Kirk Douglas will be honored at the San Francisco Jewish Film Festival this summer.
Douglas, 94, is expected to attend the July 23 festival to receive the Freedom of Expression award at a special 50th anniversary showing of “Spartacus.”
The actor, born Issur Danielovitch, insisted on giving a screen credit to blacklisted screenwriter Dalton Trumbo for the Stanley Kubrick-directed drama of a legendary gladiator rebellion against the Roman Empire.
The act has been credited with helping to end the notorious Hollywood blacklist, one of the last vestiges of the McCarthy era. One of the film’s final scenes, where captured gladiators refuse to name the real Spartacus, was widely understood as support for those who refused to name communists for the House Un-American Activities Committee.
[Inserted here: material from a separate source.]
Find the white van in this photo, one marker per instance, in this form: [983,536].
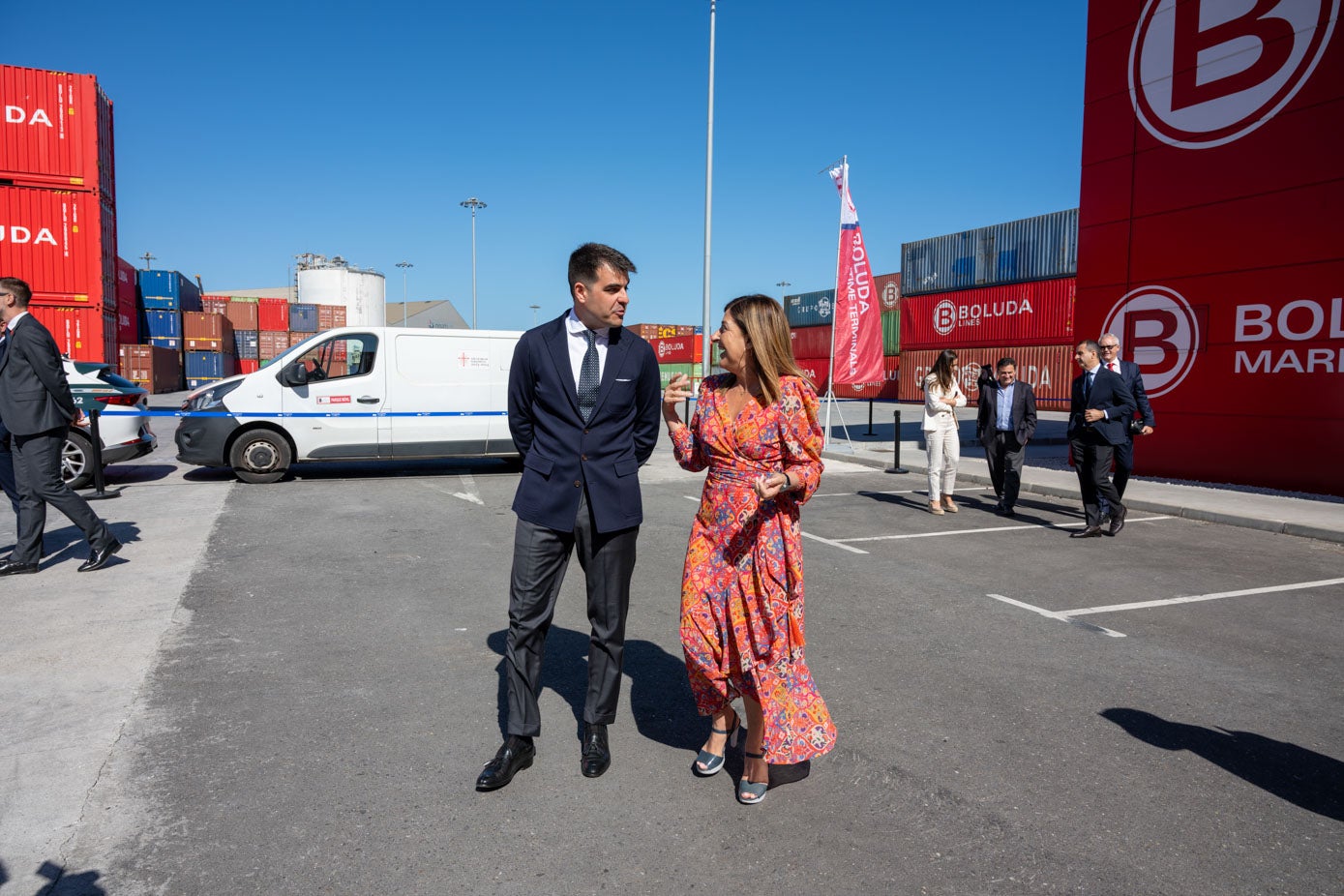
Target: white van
[356,393]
“We feel that Kirk Douglas is the ideal recipient for this year’s award, and we can think of no better film to present in the context of freedom of expression,” said the festival’s program director, Jay Rosenblatt, who received the same award in 2005.
“It will also be an interesting experience for our audience to view ‘Spartacus’ within the context of a Jewish film festival. Spartacus is the story of slaves freeing themselves from the Romans. That has particular reverberations for Jews familiar with the Passover story of deliverance from slavery in Egypt.”
Douglas has made a well-publicized return to Judaism following a helicopter crash in 1991 and a stroke in 1996. At 83 he had a second bar mitzvah in Los Angeles.
The San Francisco festival, founded in 1980, is the nation’s oldest and largest Jewish film festival.